Mizzou scientists explore new frontiers in virus defense

Viruses and bacteria are always trying to sneak into our bodies, but researchers at the University of Missouri are discovering that our own biology may already hold the keys to fighting off some of the deadliest infectious threats.

At the center of their latest discovery are defensins, tiny proteins with powerful antimicrobial potential. These naturally occurring proteins serve as part of our immune system’s first response team but sometimes can’t mount a significant defense at specific sites of infection. Now, researchers at Mizzou’s College of Agriculture, Food and Natural Resources are uncovering how these proteins might be harnessed more effectively.

In a recent study, microbiologists Piyush Baindara and Dinata Roy discovered that certain defensins could block the virus that causes COVID-19 (SARS-CoV-2) from entering human cells.

“Viruses always seek out a specific receptor to enter into our cells, similar to how a key fits into a lock,” Baindara, a senior research associate, said. “In the case of SARS-CoV-2, the virus’ spike protein binds to the ACE2 receptor in our cells to infect us.
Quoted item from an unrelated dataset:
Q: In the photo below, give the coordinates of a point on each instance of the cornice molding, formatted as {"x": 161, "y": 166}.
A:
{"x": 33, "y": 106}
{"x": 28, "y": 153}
If we can block that receptor, the virus cannot enter. Through computer modeling, we found that defensins can bind to both the ACE2 receptor and the spike protein so that the virus cannot enter.”
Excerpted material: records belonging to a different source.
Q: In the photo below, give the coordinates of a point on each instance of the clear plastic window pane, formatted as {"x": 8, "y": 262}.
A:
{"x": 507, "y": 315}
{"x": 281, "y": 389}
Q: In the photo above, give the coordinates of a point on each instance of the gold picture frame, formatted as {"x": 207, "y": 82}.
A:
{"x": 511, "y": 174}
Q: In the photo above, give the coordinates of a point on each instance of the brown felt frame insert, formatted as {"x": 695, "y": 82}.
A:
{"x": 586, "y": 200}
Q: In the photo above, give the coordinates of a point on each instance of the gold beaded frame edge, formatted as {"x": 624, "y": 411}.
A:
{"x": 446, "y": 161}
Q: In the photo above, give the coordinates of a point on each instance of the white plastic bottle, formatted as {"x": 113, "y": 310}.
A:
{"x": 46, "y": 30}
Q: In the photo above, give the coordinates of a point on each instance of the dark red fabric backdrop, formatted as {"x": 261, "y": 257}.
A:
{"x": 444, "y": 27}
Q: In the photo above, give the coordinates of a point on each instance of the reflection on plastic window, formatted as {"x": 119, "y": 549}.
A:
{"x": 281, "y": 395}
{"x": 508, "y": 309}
The implications of this discovery are wide-reaching. A supplement or drug enhanced with defensins could potentially bolster an immune system’s ability to ward off viral or bacterial invaders before they take hold.

While new drug development often takes decades, this discovery sets the stage for targeted protein engineering and future clinical research — early steps toward developing novel antivirals or antibiotics.

“When we made this discovery, I got super excited about what implications this might have in the future,” Baindara said. “Hopefully other scientists and drug developers can benefit from this work so that we can one day see new antivirals or antibiotics involving defensins.”

Mizzou’s pursuit is far from finished. The microbial world remains largely uncharted. Less than 1% of the world’s many microbes — tiny living organisms too small to be seen with the naked eye — have been identified by scientists, fueling their curiosity.

“Microbes are all around us — in the air, in the soil, on our hands and skin — and they continue to evolve,” Baindara said. “So, the quest to find better targets for antivirals and antibiotics is ongoing, and we’re proud to contribute to that search. Different viruses have different kinds of receptors, so going forward, we can see what else defensins might be able to help protect against, whether that be influenza, respiratory syncytial virus or even bacterial infections such as tuberculosis.”

“Repurposing of human defensins as a promising antiviral therapeutics against SARS-CoV-2,” was published in The Microbe.